For programmers, ChatGPT also helps by offering difficult coding solutions. This is the experience that Javi Ramirez, a 29-year-old software developer in Portugal, has gone through. "It saved me," Ramirez said. "An hour of Google search solved in just 5 minutes on ChatGPT".
Meanwhile, from November, the Lensa AI art tool also caused a fever on social networks with the Magic Avatars feature. User-uploaded photos are modeled in various art styles. The app from Prisma Labs uses the Stability AI model to train and produce works that delight users in just a few taps. Users only need to upload 10-20 photos of themselves, the algorithm will process the images to produce portraits in a variety of styles such as sci-fi, fantasy and cartoon. The app offers a 7-day free trial, then charges $39.99 per year.

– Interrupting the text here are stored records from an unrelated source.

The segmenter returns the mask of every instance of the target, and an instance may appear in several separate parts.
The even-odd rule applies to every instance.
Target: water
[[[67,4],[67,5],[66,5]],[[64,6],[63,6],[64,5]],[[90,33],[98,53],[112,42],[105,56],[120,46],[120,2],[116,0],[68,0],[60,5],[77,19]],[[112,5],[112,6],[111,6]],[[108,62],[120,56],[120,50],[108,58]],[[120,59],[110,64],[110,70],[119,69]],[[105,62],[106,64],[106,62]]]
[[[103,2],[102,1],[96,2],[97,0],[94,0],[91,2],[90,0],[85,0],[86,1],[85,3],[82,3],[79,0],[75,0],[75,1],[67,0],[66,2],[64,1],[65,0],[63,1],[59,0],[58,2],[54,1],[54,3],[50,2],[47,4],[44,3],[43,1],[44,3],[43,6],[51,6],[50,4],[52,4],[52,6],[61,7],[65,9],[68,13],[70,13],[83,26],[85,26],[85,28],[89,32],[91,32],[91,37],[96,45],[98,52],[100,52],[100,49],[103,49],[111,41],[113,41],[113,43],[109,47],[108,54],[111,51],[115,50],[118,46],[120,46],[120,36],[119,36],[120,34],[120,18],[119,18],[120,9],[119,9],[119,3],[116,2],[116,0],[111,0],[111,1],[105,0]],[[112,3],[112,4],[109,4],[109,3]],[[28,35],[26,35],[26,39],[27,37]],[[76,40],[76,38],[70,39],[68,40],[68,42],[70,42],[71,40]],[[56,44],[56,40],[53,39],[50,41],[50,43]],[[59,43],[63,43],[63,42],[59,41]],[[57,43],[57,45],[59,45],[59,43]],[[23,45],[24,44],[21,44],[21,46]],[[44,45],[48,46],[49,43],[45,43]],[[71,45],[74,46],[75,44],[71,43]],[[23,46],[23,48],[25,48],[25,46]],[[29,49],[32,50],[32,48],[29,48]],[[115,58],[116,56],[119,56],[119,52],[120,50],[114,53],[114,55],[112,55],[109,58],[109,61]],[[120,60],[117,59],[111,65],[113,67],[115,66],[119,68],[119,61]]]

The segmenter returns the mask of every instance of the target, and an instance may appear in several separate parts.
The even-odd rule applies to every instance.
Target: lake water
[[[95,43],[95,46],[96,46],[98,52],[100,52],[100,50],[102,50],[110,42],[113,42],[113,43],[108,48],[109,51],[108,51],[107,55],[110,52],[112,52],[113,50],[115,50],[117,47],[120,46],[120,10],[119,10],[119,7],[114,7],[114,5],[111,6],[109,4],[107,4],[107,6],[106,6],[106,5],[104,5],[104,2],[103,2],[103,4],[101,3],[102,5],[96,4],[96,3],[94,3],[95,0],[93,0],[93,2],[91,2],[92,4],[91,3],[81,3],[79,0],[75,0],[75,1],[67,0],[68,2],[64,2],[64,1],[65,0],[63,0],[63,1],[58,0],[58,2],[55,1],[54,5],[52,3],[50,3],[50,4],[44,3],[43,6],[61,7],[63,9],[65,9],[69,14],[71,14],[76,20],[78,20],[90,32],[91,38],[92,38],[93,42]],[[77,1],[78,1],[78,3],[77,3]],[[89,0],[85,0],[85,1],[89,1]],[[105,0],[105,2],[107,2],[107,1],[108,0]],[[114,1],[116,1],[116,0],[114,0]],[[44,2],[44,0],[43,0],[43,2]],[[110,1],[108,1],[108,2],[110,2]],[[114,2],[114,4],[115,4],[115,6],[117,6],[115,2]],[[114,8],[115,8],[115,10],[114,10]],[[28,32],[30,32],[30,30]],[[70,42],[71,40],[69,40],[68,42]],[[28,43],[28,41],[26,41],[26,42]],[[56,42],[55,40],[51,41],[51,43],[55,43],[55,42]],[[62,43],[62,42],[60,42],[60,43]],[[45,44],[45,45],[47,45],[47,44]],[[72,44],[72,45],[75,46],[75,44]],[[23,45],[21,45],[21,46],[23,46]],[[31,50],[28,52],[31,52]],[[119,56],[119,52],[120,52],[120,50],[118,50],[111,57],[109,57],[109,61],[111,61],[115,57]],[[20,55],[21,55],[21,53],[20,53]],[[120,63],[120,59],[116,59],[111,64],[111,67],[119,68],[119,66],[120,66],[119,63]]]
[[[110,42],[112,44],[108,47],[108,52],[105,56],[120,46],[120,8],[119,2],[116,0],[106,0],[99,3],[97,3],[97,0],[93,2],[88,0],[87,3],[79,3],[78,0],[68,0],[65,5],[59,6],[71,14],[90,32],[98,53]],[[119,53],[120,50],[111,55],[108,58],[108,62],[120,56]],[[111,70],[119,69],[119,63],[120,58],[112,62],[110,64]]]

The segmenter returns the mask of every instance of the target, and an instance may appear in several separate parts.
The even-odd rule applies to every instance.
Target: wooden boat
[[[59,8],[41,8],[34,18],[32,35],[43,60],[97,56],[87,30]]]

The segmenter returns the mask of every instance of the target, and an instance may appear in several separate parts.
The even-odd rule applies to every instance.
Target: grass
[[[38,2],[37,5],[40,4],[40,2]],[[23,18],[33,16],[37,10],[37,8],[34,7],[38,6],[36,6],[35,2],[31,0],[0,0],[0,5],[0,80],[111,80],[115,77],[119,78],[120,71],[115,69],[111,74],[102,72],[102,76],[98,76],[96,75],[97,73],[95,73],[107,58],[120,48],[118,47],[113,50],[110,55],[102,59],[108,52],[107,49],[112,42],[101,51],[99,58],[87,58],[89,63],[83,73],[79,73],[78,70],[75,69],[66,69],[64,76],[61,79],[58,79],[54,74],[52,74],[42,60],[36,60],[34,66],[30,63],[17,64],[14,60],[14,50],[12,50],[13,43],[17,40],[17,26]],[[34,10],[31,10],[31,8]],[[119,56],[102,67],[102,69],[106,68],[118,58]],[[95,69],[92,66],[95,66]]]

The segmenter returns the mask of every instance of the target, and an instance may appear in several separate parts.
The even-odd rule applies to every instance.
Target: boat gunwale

Threats from the new generation of AI
According to experts, tools like ChatGPT or Lensa will soon cease to be curious things, but will become ubiquitous, even used every day like how people search on Google or take selfies. However, with that comes the risk of misinformation or privacy concerns.
On social media, some users said that ChatGPT made offensive comments. The tool also gives many "false but seemingly correct answers" that can confuse those who are not knowledgeable and do not cross-check on Google. When asked "If you are wrong, how do you know?", ChatGPT replied: "I can provide accurate and useful information based on the trained data, but I cannot confirm it myself. determine your own accuracy".

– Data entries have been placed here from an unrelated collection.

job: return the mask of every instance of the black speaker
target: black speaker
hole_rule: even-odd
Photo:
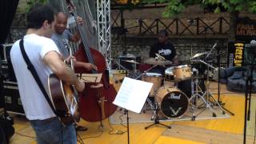
[[[10,138],[14,134],[14,119],[10,116],[0,116],[0,143],[8,144]]]
[[[2,94],[4,98],[4,105],[10,113],[24,115],[24,110],[19,96],[18,84],[16,82],[3,81]],[[1,99],[0,98],[0,99]]]

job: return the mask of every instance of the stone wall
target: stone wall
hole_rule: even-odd
[[[130,44],[130,45],[122,45],[122,44],[112,44],[111,54],[112,58],[118,58],[124,56],[125,51],[129,54],[129,55],[134,55],[135,57],[140,57],[141,59],[145,59],[149,58],[149,51],[150,49],[151,43],[157,42],[157,39],[152,40],[148,39],[149,45],[141,45],[141,44]],[[226,63],[227,57],[227,40],[226,39],[180,39],[175,38],[171,39],[174,43],[177,55],[182,63],[189,63],[190,59],[195,54],[199,52],[210,51],[212,46],[217,42],[217,49],[220,50],[221,54],[221,62],[222,66],[225,66]],[[217,54],[217,49],[216,53]],[[217,62],[217,58],[214,58],[214,62]]]

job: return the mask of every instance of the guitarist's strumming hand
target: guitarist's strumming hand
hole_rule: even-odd
[[[66,58],[66,62],[67,63],[70,63],[70,59],[72,59],[74,62],[74,67],[84,67],[86,70],[91,70],[93,69],[98,70],[98,68],[95,65],[89,62],[78,62],[74,56],[69,56],[67,58]]]

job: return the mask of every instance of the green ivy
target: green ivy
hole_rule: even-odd
[[[36,3],[42,3],[46,4],[48,0],[28,0],[26,2],[26,11],[27,12],[34,4]]]

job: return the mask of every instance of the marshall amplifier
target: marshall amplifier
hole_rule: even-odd
[[[3,81],[2,96],[4,98],[4,105],[10,113],[24,115],[24,110],[19,96],[18,84],[16,82]]]

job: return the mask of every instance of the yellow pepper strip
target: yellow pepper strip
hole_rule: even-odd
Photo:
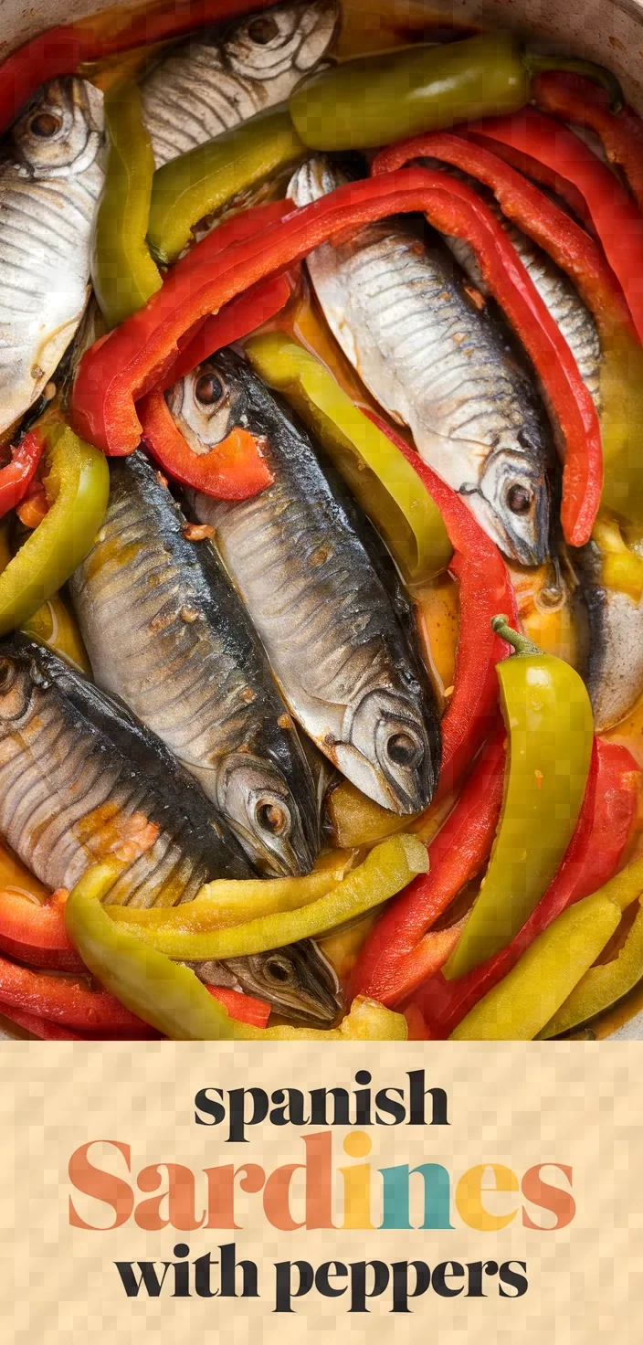
[[[194,901],[180,907],[153,907],[137,911],[132,907],[108,907],[112,920],[121,924],[140,924],[155,933],[176,931],[176,917],[180,916],[182,931],[195,933],[210,929],[223,929],[230,925],[277,915],[281,911],[297,911],[319,901],[336,888],[338,882],[352,866],[352,853],[335,855],[335,863],[328,869],[317,869],[303,878],[217,878],[206,882]]]
[[[284,332],[246,343],[269,385],[287,397],[328,453],[409,582],[432,578],[452,557],[443,515],[404,453],[311,351]]]
[[[160,262],[176,261],[192,226],[305,151],[288,110],[270,108],[157,168],[148,239]]]
[[[77,672],[91,677],[91,664],[75,616],[59,593],[52,593],[38,612],[30,616],[23,631],[31,639],[46,644],[48,650],[54,650],[54,654],[65,659]]]
[[[67,425],[47,432],[50,511],[0,574],[0,635],[24,625],[87,554],[109,498],[108,463]]]
[[[370,911],[371,907],[394,897],[416,873],[426,873],[428,863],[426,846],[416,837],[390,837],[375,846],[365,862],[338,882],[326,897],[319,897],[297,911],[195,933],[183,923],[184,908],[175,907],[165,912],[167,924],[160,931],[143,921],[128,924],[128,929],[141,943],[182,962],[250,956],[254,952],[282,948],[288,943],[296,943],[297,939],[313,939],[336,925],[346,924],[363,911]]]
[[[106,323],[117,327],[163,284],[145,242],[155,159],[133,81],[120,81],[105,94],[105,124],[109,152],[91,280]]]
[[[238,1022],[188,967],[143,948],[101,905],[120,866],[93,865],[65,904],[70,939],[93,975],[126,1009],[172,1041],[405,1041],[406,1022],[371,999],[355,1001],[336,1029],[253,1028]]]

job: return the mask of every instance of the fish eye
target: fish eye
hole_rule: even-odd
[[[269,958],[264,964],[264,971],[270,981],[277,981],[280,986],[284,986],[291,979],[288,964],[281,962],[280,958]]]
[[[287,810],[278,803],[260,803],[254,816],[261,830],[269,831],[273,837],[284,835],[291,820]]]
[[[0,693],[9,691],[16,681],[16,670],[9,659],[0,659]]]
[[[256,42],[258,47],[265,47],[273,38],[278,36],[278,23],[272,15],[266,13],[258,19],[253,19],[248,24],[246,31],[250,42]]]
[[[221,406],[226,397],[223,379],[211,371],[200,374],[194,385],[194,395],[202,406]]]
[[[394,733],[386,744],[386,751],[394,765],[416,765],[422,753],[410,733]]]
[[[61,117],[55,117],[52,112],[38,112],[30,121],[31,134],[38,136],[39,140],[50,140],[61,126]]]
[[[526,486],[510,486],[507,504],[513,514],[529,514],[533,494]]]

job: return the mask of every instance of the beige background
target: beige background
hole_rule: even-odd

ChatGPT helps programmers like Ramirez find difficult algorithms, but this AI sometimes still answers the wrong topic. Programming site Stack Overflow has now banned replies generated by ChatGPT because many of them are incorrect.
According to Wired , Lensa's AI feature with dreamlike photo editing capabilities could be the beginning of a bad nightmare for the community. Many people started abusing Lensa to create erotic pictures. The app also rekindled the discussion about art ethics, with many artists accusing the app's developers of stealing their work to train the AI.
Some users told the WSJ that Lensa creates images that overemphasize certain parts of a woman's body or change eye color and face shape to remove racially identifiable features or ethnicity.
Andrey Usoltsev, CEO and co-founder of Prisma Labs, acknowledges some lingering issues on Lensa. "It's true that this AI sometimes uses user-uploaded photos to create 'revealing' or sexually suggestive content," he said, adding that it has added a feature that deletes user-uploaded photos after 24 hours. language.
According to Jennifer King, data policy and privacy fellow at the Institute for Artificial Intelligence at Stanford University, users should be cautious with AI . "Tools like that tend to be flashy. Sometimes, it's accurate enough. But without the right corridors, it will cause users a lot of problems," he emphasized.